Wednesday, November 15, 2006

Death and Reincarnation: Xena #1 (2006)

I should have loved a thunderbird instead;
At least when spring comes they roar back again.
I shut my eyes and all the world drops dead.
(I think I made you up inside my head.)

-- Sylvia Plath


Main Heroes: Xena, Gabrielle
Minor Heroes: Joxer, Autolycus

Major Villains: Levitriol, Hydra
Minor Villains: Greek gods, Egyptian gods


When a gift from the Egyptian god Ra to Isis is stolen, the Egyptian gods blame the Greeks and declare war. During all-encompassing battle, a hydra attacks a passenger vessel. Luckily Xena and Gabrielle are aboard and quickly dispatch with the beast. Joxer, also on board, steals a lifeboat and the three ride to shore. There, they find a bunch of Egyptian beasts attacking a Greek town.

Meanwhile, Zeus receives a messenger from his Egyptian counterpart Ra. The messenger states that the war is killing all of their worshippers, and that the war could be ended with less bloodshed if the parties each choose a Champion, who will fight on behalf of their gods in single combat.
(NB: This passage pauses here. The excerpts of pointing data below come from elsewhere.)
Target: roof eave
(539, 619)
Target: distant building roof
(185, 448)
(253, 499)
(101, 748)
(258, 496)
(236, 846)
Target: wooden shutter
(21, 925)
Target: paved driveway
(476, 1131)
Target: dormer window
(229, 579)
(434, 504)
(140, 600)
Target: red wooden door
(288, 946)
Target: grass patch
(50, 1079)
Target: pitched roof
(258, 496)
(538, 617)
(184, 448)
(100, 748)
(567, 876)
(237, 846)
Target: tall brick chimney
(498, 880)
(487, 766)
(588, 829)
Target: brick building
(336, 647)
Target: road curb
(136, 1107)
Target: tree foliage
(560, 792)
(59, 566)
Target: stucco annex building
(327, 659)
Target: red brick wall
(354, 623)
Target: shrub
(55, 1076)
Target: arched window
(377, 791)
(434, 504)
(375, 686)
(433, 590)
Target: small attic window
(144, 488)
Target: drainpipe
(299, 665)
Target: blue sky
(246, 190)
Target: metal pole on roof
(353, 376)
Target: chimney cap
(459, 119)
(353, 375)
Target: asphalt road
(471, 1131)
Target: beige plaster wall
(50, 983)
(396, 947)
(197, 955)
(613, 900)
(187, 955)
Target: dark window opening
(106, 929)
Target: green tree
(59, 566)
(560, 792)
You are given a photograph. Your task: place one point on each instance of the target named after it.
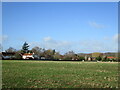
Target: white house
(28, 56)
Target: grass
(59, 74)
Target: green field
(59, 74)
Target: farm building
(28, 56)
(8, 55)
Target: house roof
(28, 54)
(111, 57)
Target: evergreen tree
(25, 48)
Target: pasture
(59, 74)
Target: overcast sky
(81, 27)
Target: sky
(83, 27)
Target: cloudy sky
(82, 27)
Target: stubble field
(59, 74)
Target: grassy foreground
(59, 74)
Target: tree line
(41, 53)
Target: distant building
(8, 55)
(27, 56)
(111, 58)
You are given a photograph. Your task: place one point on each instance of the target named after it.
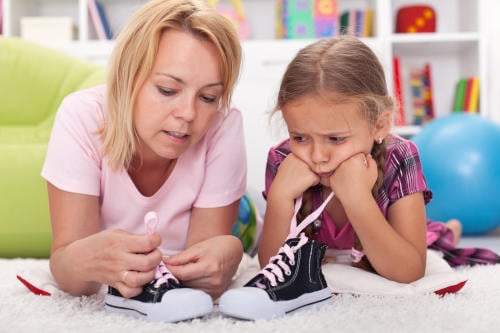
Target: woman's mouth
(177, 136)
(324, 174)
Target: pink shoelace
(162, 274)
(276, 267)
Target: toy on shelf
(235, 14)
(412, 19)
(306, 18)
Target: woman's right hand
(83, 257)
(111, 257)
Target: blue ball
(460, 156)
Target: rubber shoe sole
(251, 303)
(176, 305)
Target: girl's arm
(293, 178)
(83, 257)
(212, 254)
(396, 246)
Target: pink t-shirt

As Xena and company flee the Egyptian monsters, the find Autolycus tied to a tree, and rescue him just before he is to be killed by the giant Levitriol. At this point, the Greeks gods start looking on, trying to choose a champion. Hades suggests Callisto, and Ares suggests Xena, but Zeus is impressed by Levitriol. As they watch the fight, Zeus determines that his Champion will be either Levitriol, or whomever defeats him. Xena and Levitriol fight, with Gabrielle as backup and Joxer and Autolycus nowhere to be seen. When Xena flips Levitriol off of her, though, she flies through the air and is accidentally impaled on Gabrielle's staff. Zeus thus choosing Gabrielle to serve as his Champion in the battle with the Egyptians.
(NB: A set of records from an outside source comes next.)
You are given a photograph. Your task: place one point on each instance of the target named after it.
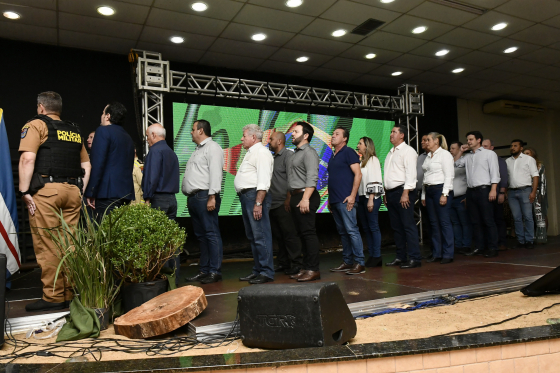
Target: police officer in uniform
(53, 170)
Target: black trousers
(481, 212)
(285, 233)
(305, 227)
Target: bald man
(283, 228)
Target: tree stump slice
(162, 314)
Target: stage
(376, 289)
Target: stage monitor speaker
(294, 315)
(549, 283)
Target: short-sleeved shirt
(35, 133)
(341, 176)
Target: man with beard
(523, 183)
(303, 174)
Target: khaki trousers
(51, 199)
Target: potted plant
(142, 240)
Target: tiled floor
(376, 283)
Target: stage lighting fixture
(177, 39)
(339, 33)
(199, 6)
(294, 3)
(499, 26)
(258, 37)
(106, 10)
(419, 30)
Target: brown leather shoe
(310, 276)
(342, 268)
(299, 274)
(356, 270)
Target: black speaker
(549, 283)
(294, 315)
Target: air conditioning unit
(513, 109)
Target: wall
(540, 132)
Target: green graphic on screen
(227, 128)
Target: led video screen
(227, 128)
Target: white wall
(541, 132)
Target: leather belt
(297, 191)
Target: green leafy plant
(82, 250)
(142, 240)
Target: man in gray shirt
(202, 184)
(282, 224)
(483, 176)
(303, 174)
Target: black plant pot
(136, 294)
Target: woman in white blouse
(437, 196)
(368, 204)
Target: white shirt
(371, 173)
(400, 167)
(255, 170)
(521, 171)
(438, 168)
It is either a strength or a weakness of fantasy in general (and comics in particular), that everyone's a potential "firebird". As any real Xenaphile knows, Xena was killed in the final episode of the TV series (okay -- I never actually watched that particular episode, but I watched enough of them.) And yet, there she is, walking around and kicking butt. It has reached the point where we can completely elide over how she came back to life. While the next arc of Xena (starting at #5) is supposed to fill in the gaps and explain how she returned, that is almost irrelevant at this point. For the first issue, though, a couple of short points:

1. Levitriol. This just completely cracked me up! A perfect name for a giant, macho villain! (For those who have functioning Spam filters, Levitrol is a male "enhancement" supplement).

2. The outfit. It's the same on, in general, that she had in on TV, with metal circles around her breasts, curving down to a point just above her navel, but in the comic book it looks a lot more like a cutesy heart, which I don't like. (See art, above).

3. The art. Spotty. Some images are very good. A bunch of them, though, just don't cut it. In Xena's first appearance, I was trying to figure out why Gabrielle was with an Asian woman in Xena's outfit. It would have been an interesting plot point, but it turned out to just be a poorly drawn Xena.

4. The writing. I am liking the writing, though, and it gets better after Callisto shows up. Good writing trumps bad art any day.

5. The covers. Each issue, so far, has come in a choice of three covers -- two drawn, and one with a picture of Lucy Lawless. I have been picking one of the drawn covers (whichever one I like best). Seems like a little overkill, though, for a low circulation comic. The Lucy Lawless cover of the next issue has always been the back cover, so I'm getting 2 out of 3 anyway.

6. The hydra. Wasn't the whole point of the hydra that when you caught off a head, two immediately grew back in its place? That's certainly not what happened here.